# IUD, Pap, then Prolapse? aka, wtf?



## Faerieshadow (Mar 31, 2005)

Ok. This will take a bit to go through, but I also need to process it as much as I need any answers. After I had my baby I switched from my midwife to an OB because my midwife was joining a practice outside of my area and not on my insurance. I did my PP visit (back in Nov, Dec) with this OB, had a pap done, had an abnormal result. Ok, fast forward a bit. June 10, had the Mirena put in. A month later I had my follow up pap smear.

The OB said this to me while down there: "Your pelvic floor hasn't suffered at all from having kids, it looks great!"

Ok, cool. Well after the pap, every time DH and I dtd I had tremendous pressure down in my girly parts - so much so that I had to take Ibuprofen and lay down afterward every time. If I didn't take Ibuprofen, I was out of commission for hours. I have a high pain tolerance, and I don't pop pills if I can help it, so this is a big deal, kwim? I thought at first that maybe there was just some irritation what with the IUD and the pap - both times the speculum fell out, an annoying plastic one that just did not like to stay where it was supposed to.

Anyway, two weeks of this went by so I called and made an appointment. DH told me that the last couple times we dtd he could feel something poking him. He hadn't felt it before, jsut the last two times.

So I went in yesterday for my appointment. Started off great, results of my pap were normal, yay! The OB came in and asked me what was going on. So in goes the speculum... she can't find the strings, can't feel the IUD protruding, oh, wait, "here's your cervix, it's really low." She pushed the iud in farther as she talked to me.

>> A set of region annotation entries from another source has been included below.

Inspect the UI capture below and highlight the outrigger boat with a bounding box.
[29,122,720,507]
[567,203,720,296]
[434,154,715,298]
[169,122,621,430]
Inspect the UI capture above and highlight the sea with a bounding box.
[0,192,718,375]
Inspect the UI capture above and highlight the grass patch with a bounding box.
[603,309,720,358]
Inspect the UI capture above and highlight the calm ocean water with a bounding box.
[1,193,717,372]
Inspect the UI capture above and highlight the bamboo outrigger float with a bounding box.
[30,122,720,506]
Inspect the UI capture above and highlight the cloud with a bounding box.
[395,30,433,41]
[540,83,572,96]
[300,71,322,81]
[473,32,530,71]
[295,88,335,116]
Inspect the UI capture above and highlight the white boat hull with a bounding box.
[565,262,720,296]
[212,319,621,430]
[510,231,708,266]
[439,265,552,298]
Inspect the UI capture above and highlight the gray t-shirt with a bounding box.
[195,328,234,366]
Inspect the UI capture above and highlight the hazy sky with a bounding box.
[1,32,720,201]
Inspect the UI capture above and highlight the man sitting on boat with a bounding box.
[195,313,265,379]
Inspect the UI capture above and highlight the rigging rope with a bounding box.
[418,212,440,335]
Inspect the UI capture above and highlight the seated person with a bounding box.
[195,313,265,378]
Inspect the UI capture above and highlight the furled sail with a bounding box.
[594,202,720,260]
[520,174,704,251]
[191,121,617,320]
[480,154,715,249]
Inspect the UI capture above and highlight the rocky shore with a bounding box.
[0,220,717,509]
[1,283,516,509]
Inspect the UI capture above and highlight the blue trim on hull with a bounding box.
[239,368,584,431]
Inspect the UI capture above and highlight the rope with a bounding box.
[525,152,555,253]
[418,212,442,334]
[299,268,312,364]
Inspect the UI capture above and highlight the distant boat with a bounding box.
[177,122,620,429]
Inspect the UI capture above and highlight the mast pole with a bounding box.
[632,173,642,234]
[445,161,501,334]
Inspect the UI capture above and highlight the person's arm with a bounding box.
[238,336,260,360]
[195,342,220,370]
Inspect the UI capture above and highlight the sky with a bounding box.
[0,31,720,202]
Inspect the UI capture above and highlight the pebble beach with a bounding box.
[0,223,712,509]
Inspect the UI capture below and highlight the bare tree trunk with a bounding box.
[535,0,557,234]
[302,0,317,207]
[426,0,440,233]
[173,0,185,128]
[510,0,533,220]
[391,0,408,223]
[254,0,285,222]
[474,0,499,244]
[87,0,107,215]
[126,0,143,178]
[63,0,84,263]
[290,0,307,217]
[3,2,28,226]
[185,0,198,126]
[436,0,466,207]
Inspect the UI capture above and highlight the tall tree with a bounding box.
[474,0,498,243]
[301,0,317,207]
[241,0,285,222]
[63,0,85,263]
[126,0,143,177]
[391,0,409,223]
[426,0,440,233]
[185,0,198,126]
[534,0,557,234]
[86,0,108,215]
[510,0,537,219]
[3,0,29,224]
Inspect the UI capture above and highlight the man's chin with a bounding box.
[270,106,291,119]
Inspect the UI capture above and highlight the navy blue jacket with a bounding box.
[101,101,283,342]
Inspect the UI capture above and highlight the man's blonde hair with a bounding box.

She asked me how old my last baby is. (9 1/2 months.) She then asked me if when she put the IUD in they had done an ultrasound to make sure I wasn't pg. Um, no, were you supposed to? (Wasn't worried about being pg though, DD still nursing at least every 2 hours through the night and all, no ppaf, didn't ovulate until 15 months with ds.)

She then tells me I have prolapse, quite a bit. My reaction was of course to be stunned. She tod me it's probably because of the fact that I'm still nursing, so my body isn't making the estrogen to help tighten it back up. Once I'm done nursing, it should probably go back to normal once the estrogen does its job.

I said that could be awhle, DS nursed until he was 3. She said that's ok, in a couple years when you're done nursing, give it about six months after that and we'll re-evaluate.

What can I do in the meantime? "Nothing." Will it get worse? "No."

"Oh, but you'll still have that pressure you were talking about. I don't think that's the IUD, most people complain of cramps, not pressure."

So every time I dtd I have to prepare with Ibuprofen and make sure I can lay down afterward? "Yep, you'll get used to it."

Then she dropped the bomb on me. Asked if I was done having kids. Yes, we are. Asked if we were certain. Well, not certain enough to get DH the big V, obviously, but pretty certain.

"If the six months goes by once you're done nursing and things don't improve, we'll probably have to do surgery and remove your uterus to fix things. But don't worry, it's very probable that your estrogen levels will take care of it."






















What? You just casually throw out there that I might have to have my UTERUS removed in a couple years? I'm 28 years old!!!!!! I take good care of myself, I'm not overweight, I exercise, I do my Kegels, how is this happening?

And I DO NOT understand how I can go from having a "great pelvic floor" to having a prolapsed uterus in less than a month, coinciding with the pap smear. None of this was happening until I had the pap.

DH wants me to go into the city and get a second opinion. I don't really know what to think yet. Then I came home on the internet and saw that there is something else they can do instead of removing the uterus, they can help prop it up inside through surgery. Why in the world wouldnt' she have mentioned that instead of removing my uterus at my age?

Ok, so I guess I'm looking for any thoughts on what you'd do if you were in my position, anyone have any enlightening information? Or anyone have the magic answer as to how I had no problems prior to my pap smear and then suddenly, I'm prolapsed?


----------



## crissei (Oct 17, 2004)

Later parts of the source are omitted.